The request body should be a JSON object containing the following fields:

{  
  "legal_name": "John Doe",  
  "tin": "987654321"  
}
  • legal_name (string, required): The full legal name of the individual or entity. Cannot be an empty string.
  • tin (string, required): The Tax Identification Number for the individual or entity. Must be a string containing 9 digits with no hyphens, symbols, or punctuation.

Response Body

The response body will be a JSON object containing the following fields:

{  
  "id": "6e9666c7-5ae9-47d7-8e0e-cdca1132e259",  
  "legal_name": "John Doe",  
  "tin": "987654321"  
  "status": "MATCHED",  
  "validation_date": "2024-04-20T04:04:21.000Z"  
}
  • id (string, required): The generated id that represents the real time TIN request. In an asynchronous scenario, this is used to retrieve the result.
  • legal_name (string, required): The name provided by the client.
  • tin (string, required): The TIN provided by the client.
  • status (string, required): The validation result from the IRS. If the request has to be made asynchronously then this will be PENDING. Possible values include:
    • PENDING
    • FOREIGN
    • INVALID_DATA
    • VALID_SSN_MATCH
    • VALID_EIN_MATCH
    • VALID_SSN_EIN_MATCH
    • MISMATCH
    • TIN_NOT_ISSUED
    • ERROR
  • validation_date (string, optional): The date that the validation was made against the IRS.

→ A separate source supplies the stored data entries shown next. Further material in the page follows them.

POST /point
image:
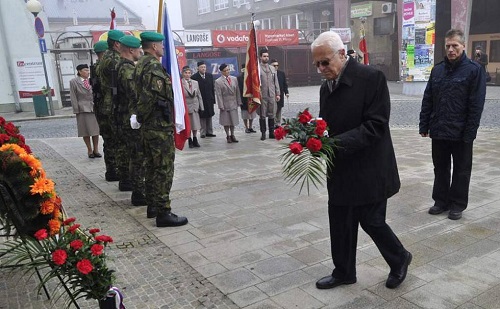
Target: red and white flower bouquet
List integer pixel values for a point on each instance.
(310, 152)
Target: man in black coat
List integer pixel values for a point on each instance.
(451, 111)
(283, 91)
(355, 102)
(207, 88)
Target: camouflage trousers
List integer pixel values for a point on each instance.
(107, 130)
(136, 159)
(159, 155)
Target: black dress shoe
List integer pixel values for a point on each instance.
(397, 277)
(455, 215)
(167, 218)
(436, 210)
(329, 282)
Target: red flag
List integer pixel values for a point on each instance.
(251, 83)
(112, 25)
(364, 50)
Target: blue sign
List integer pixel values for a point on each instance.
(40, 30)
(43, 46)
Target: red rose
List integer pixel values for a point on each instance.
(41, 234)
(314, 144)
(69, 220)
(320, 127)
(76, 244)
(305, 117)
(279, 133)
(84, 266)
(96, 249)
(59, 257)
(295, 147)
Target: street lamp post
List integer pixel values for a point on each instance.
(35, 7)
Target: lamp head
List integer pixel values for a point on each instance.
(34, 6)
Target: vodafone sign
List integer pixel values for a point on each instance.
(229, 38)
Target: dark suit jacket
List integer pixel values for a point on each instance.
(357, 113)
(207, 89)
(283, 87)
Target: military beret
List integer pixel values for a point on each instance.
(130, 41)
(81, 67)
(115, 34)
(100, 46)
(222, 67)
(152, 37)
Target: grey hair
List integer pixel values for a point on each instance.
(330, 39)
(456, 33)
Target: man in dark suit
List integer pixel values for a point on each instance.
(283, 92)
(355, 102)
(207, 88)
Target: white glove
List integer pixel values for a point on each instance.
(133, 122)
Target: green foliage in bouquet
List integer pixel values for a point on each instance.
(308, 156)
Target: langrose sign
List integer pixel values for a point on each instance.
(239, 38)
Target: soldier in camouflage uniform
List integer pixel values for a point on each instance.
(130, 147)
(107, 124)
(155, 113)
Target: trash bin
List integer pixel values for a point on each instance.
(40, 105)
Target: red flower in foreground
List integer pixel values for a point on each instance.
(320, 127)
(84, 266)
(279, 133)
(305, 117)
(41, 234)
(76, 244)
(296, 147)
(59, 257)
(314, 144)
(96, 249)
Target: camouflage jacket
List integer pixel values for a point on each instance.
(126, 91)
(107, 67)
(155, 109)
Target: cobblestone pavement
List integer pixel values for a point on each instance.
(253, 242)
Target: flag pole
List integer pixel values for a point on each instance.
(160, 15)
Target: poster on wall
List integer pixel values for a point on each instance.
(30, 77)
(418, 39)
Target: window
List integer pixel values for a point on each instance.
(239, 3)
(221, 4)
(382, 25)
(203, 6)
(494, 51)
(266, 23)
(291, 21)
(241, 26)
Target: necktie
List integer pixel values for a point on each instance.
(86, 84)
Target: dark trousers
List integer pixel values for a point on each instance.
(451, 192)
(344, 220)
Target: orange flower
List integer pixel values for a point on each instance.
(54, 226)
(41, 186)
(15, 148)
(47, 207)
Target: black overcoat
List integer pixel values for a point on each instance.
(207, 89)
(357, 113)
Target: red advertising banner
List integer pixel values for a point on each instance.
(238, 38)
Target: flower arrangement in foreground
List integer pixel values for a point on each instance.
(74, 256)
(309, 154)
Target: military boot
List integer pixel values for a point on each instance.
(270, 123)
(262, 124)
(138, 198)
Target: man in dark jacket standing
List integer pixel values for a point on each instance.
(451, 110)
(355, 102)
(207, 88)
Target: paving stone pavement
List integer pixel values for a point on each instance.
(253, 242)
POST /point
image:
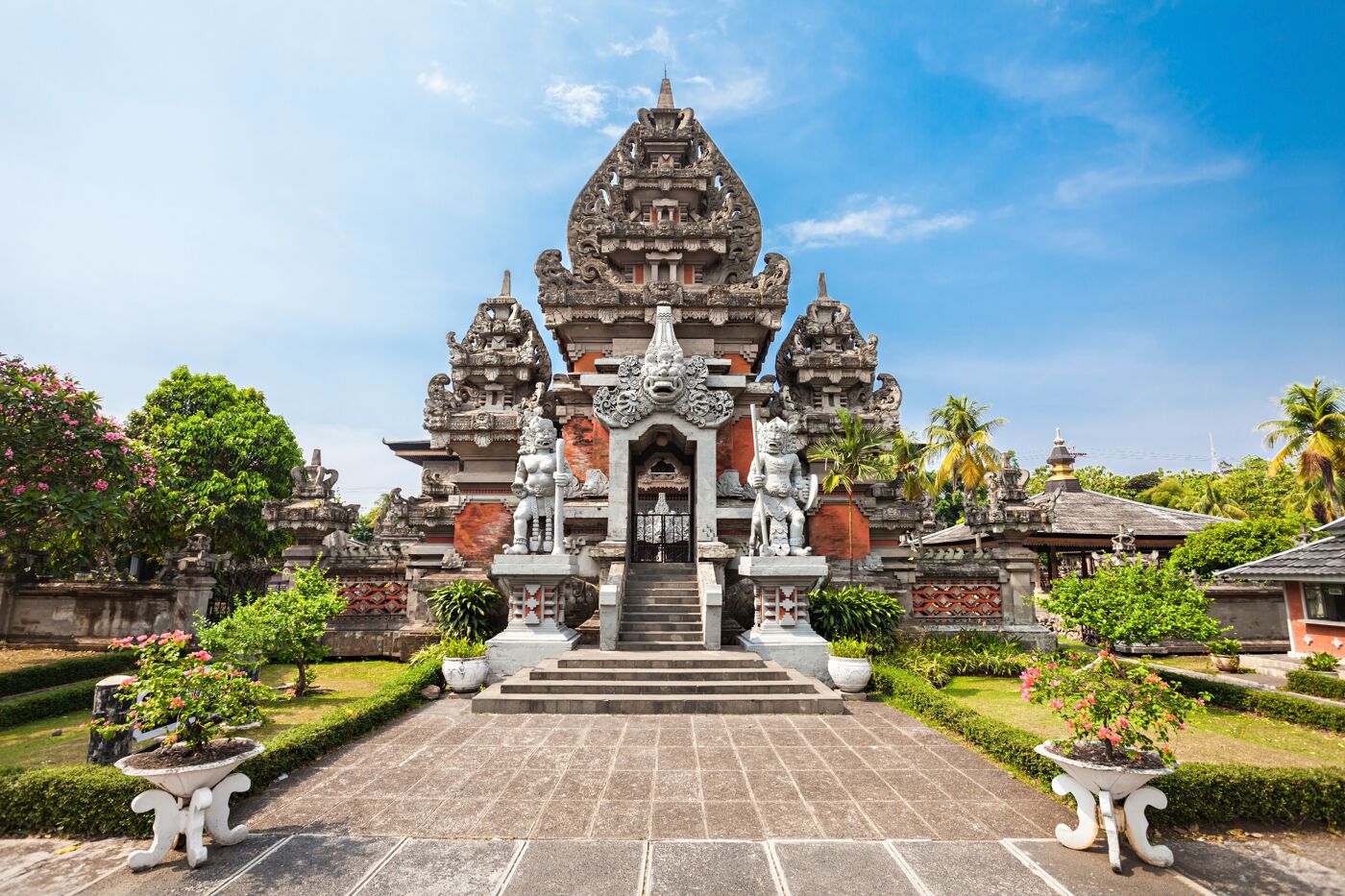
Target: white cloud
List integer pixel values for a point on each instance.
(1099, 182)
(436, 83)
(883, 220)
(578, 104)
(659, 43)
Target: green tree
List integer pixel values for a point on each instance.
(1311, 433)
(66, 472)
(961, 433)
(222, 453)
(1233, 544)
(856, 453)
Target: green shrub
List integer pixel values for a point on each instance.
(1315, 684)
(62, 671)
(1320, 662)
(1197, 792)
(850, 648)
(857, 613)
(466, 610)
(57, 701)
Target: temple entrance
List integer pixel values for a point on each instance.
(662, 472)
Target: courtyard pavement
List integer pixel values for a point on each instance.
(450, 802)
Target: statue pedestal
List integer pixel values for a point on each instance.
(782, 631)
(534, 587)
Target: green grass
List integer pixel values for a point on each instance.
(1214, 736)
(33, 745)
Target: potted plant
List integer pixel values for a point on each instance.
(1224, 653)
(194, 700)
(849, 665)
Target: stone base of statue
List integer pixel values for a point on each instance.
(534, 586)
(782, 631)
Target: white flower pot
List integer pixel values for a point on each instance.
(850, 675)
(464, 675)
(183, 781)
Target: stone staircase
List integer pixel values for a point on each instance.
(661, 608)
(654, 681)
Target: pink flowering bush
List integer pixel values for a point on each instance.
(1123, 708)
(177, 684)
(66, 472)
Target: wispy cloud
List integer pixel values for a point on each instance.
(881, 220)
(436, 83)
(1099, 182)
(577, 104)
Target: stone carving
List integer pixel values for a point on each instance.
(782, 492)
(540, 480)
(663, 379)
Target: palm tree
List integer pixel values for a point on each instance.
(1313, 429)
(962, 435)
(856, 453)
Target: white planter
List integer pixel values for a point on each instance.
(464, 675)
(190, 801)
(1109, 785)
(850, 675)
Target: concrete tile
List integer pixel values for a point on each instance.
(841, 869)
(574, 868)
(312, 865)
(709, 868)
(676, 819)
(443, 868)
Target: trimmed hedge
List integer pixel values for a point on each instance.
(62, 671)
(57, 701)
(1317, 684)
(91, 801)
(1196, 791)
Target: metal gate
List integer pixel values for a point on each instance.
(662, 529)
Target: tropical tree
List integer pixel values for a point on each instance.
(857, 453)
(1313, 435)
(961, 433)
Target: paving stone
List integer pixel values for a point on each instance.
(312, 865)
(841, 869)
(984, 868)
(443, 868)
(709, 868)
(578, 868)
(1089, 872)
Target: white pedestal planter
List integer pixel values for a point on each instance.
(1112, 786)
(850, 674)
(190, 801)
(464, 675)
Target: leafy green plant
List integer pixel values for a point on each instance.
(1320, 662)
(466, 608)
(850, 648)
(190, 690)
(854, 611)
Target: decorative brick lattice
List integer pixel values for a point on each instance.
(374, 597)
(957, 600)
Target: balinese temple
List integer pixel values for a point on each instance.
(1086, 522)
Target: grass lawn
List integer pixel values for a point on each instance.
(1214, 736)
(12, 660)
(36, 745)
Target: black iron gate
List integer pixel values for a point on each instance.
(662, 529)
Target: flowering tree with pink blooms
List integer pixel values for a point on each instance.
(66, 472)
(177, 685)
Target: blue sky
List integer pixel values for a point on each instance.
(1123, 220)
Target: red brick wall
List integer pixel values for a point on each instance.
(585, 446)
(481, 530)
(829, 533)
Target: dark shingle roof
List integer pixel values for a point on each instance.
(1095, 514)
(1321, 559)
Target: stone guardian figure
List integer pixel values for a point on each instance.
(540, 472)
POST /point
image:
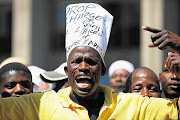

Asynchronous Result Retrieval

If the request could not be made synchronously or the use_async query param was set to true, then the RTTM endpoint will return a response of:

{  
  "id": "6e9666c7-5ae9-47d7-8e0e-cdca1132e259",  
  "legal_name": "John Doe",  
  "tin": "987654321"  
  "status": "PENDING",  
}

In this case, there are two options for receiving the results.

Polling

You can make a GET request using the id pulled from the response body.
Path: /v1/validations/us-tin/{tin_validation_id}
Method: GET
Authentication: Tenant-Scoped Token

This will return a response with the same shape as the POST. If the status is still pending, then you will need to continue polling.

Webhook

If you have webhooks configured, then once a request has been processed, a notification will be sent via webhook:

{  
    "id": "6e9666c7-5ae9-47d7-8e0e-cdca1132e259",  
    "event_type": "RTTM_TIN_VERIFICATION",  
    "status": "MATCHED",  
    "validation_date": "2024-03-01T10:00:00.000Z"  
}

Usage Rules

The IRS imposes restrictions around duplicate requests to prevent bad actors from phishing for personal information. As such, we allow for up to 4 duplicate requests to be made within a 24 hour period. The following are the rules for what is considered to be a duplicate request:

  1. A request containing the same name as a previously submitted request
    1. Example: { “legal_name”: “Jon Smith”, “tin”: “569385356” } and { “legal_name”: ”Jon Smith”, ”tin”: ”123456789” }.
  2. A request containing the same TIN as a previously submitted request
    1. Example: { ”legal_name”: ”Jack Ryan”, ”tin”: ”569385356” } and { ”legal_name”: ”Jon Smith”, ”tin”: ”569385356” }.

If the limit is reached, all subsequent duplicate requests will enter the asynchronous flow and receive a status of PENDING.

For requests that are an exact match with the same name and TIN value, TaxBit will cache the response from the IRS for up to 24 hours so that exact matches do not count against the duplicate request limit. TaxBit will respond to these exact match requests with the cached result.